Dos formas de encontrar el origen
Para fugas medianas o grandes, el método de siempre funciona bien: limpiamos el motor a fondo con desengrasante, lo dejamos secar y damos un trayecto corto. El aceite que reaparece marca el punto exacto.
Cuando la fuga es tan pequeña que se evapora con el calor antes de gotear visiblemente, usamos tinte UV. Es un aditivo fluorescente que se mezcla con el aceite del motor; después de circular un par de cientos de kilómetros, iluminamos el compartimento con una linterna ultravioleta y el punto de salida brilla con claridad, incluso en fugas que a simple vista serían invisibles.
De lo más barato a lo más caro
La tapa de balancines es la reparación más asequible, entre 100 y 200 €: acceso fácil, junta sencilla, poca mano de obra. La junta de cárter sube a 150-280 € porque hay que desmontar el cárter, limpiar bien la superficie de apoyo y montar con el par correcto.
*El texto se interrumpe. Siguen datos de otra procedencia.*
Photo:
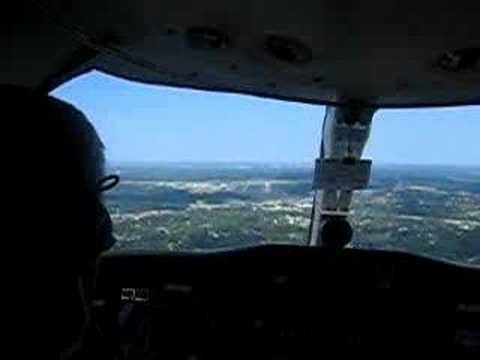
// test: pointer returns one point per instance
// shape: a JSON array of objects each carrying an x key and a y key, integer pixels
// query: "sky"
[{"x": 139, "y": 122}]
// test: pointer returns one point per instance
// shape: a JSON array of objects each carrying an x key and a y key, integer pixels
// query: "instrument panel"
[{"x": 289, "y": 302}]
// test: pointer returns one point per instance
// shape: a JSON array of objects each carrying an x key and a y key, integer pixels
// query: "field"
[{"x": 427, "y": 210}]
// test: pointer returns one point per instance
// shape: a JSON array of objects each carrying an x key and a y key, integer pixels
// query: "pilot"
[{"x": 54, "y": 170}]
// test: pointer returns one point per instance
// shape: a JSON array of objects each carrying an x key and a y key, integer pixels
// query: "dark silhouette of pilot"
[{"x": 54, "y": 170}]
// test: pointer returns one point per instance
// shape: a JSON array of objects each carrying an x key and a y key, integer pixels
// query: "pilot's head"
[{"x": 54, "y": 164}]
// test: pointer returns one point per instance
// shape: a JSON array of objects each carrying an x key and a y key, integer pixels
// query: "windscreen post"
[{"x": 339, "y": 171}]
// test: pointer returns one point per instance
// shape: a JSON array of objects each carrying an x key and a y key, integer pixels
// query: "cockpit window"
[{"x": 205, "y": 171}]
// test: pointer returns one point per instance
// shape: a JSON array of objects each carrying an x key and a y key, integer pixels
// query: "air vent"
[
  {"x": 288, "y": 50},
  {"x": 206, "y": 38},
  {"x": 459, "y": 60}
]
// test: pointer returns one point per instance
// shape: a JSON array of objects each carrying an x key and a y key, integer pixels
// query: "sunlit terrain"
[{"x": 427, "y": 210}]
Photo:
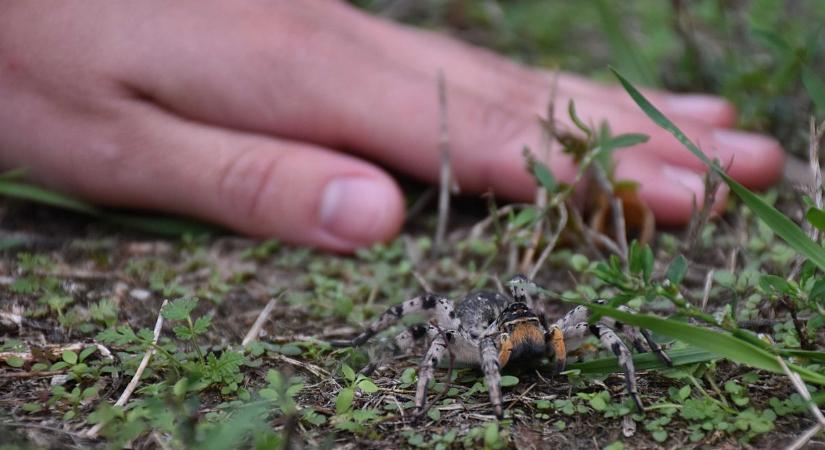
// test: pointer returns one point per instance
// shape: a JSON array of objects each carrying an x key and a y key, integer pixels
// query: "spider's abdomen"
[
  {"x": 526, "y": 342},
  {"x": 479, "y": 309}
]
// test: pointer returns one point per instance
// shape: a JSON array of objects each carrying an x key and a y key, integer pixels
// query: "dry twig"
[
  {"x": 551, "y": 243},
  {"x": 253, "y": 332},
  {"x": 130, "y": 388}
]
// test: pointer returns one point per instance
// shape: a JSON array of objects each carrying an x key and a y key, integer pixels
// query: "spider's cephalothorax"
[{"x": 490, "y": 330}]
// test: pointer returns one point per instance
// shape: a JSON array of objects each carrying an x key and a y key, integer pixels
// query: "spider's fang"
[
  {"x": 556, "y": 339},
  {"x": 506, "y": 349}
]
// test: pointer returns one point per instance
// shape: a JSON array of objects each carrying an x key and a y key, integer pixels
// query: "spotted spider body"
[{"x": 490, "y": 331}]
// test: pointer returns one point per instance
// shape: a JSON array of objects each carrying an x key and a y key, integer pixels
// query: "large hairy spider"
[{"x": 490, "y": 330}]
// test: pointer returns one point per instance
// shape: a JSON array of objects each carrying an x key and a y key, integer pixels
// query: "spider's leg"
[
  {"x": 440, "y": 307},
  {"x": 492, "y": 372},
  {"x": 581, "y": 313},
  {"x": 428, "y": 365},
  {"x": 612, "y": 341},
  {"x": 575, "y": 336},
  {"x": 636, "y": 334}
]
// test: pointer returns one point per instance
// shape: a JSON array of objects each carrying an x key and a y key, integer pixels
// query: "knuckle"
[{"x": 246, "y": 178}]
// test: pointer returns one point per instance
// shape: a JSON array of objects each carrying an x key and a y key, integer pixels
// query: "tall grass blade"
[
  {"x": 778, "y": 222},
  {"x": 165, "y": 225},
  {"x": 720, "y": 343}
]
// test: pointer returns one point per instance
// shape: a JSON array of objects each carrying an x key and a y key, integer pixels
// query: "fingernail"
[
  {"x": 355, "y": 209},
  {"x": 688, "y": 179},
  {"x": 698, "y": 105},
  {"x": 751, "y": 144}
]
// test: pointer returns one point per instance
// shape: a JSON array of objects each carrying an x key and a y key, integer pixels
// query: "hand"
[{"x": 270, "y": 117}]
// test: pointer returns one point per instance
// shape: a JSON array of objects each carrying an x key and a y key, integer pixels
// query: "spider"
[{"x": 490, "y": 330}]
El retén trasero de cigüeñal, entre 350 y 700 €, es el más costoso porque en la mayoría de coches modernos hay que retirar la caja de cambios para acceder a él — y ese desmontaje es lo que encarece el trabajo, no la pieza en sí.
Cuándo no conviene esperar
Una fuga que obliga a rellenar cada varios miles de kilómetros puede esperar a una cita cómoda. Pero hay tres situaciones que no admiten demora: aceite goteando sobre el escape o el turbo caliente, aceite contaminando el embrague o la caja, y cualquier pérdida grande que baje el nivel de forma rápida. En esos casos conviene traer el coche cuanto antes en lugar de seguir rellenando a la espera.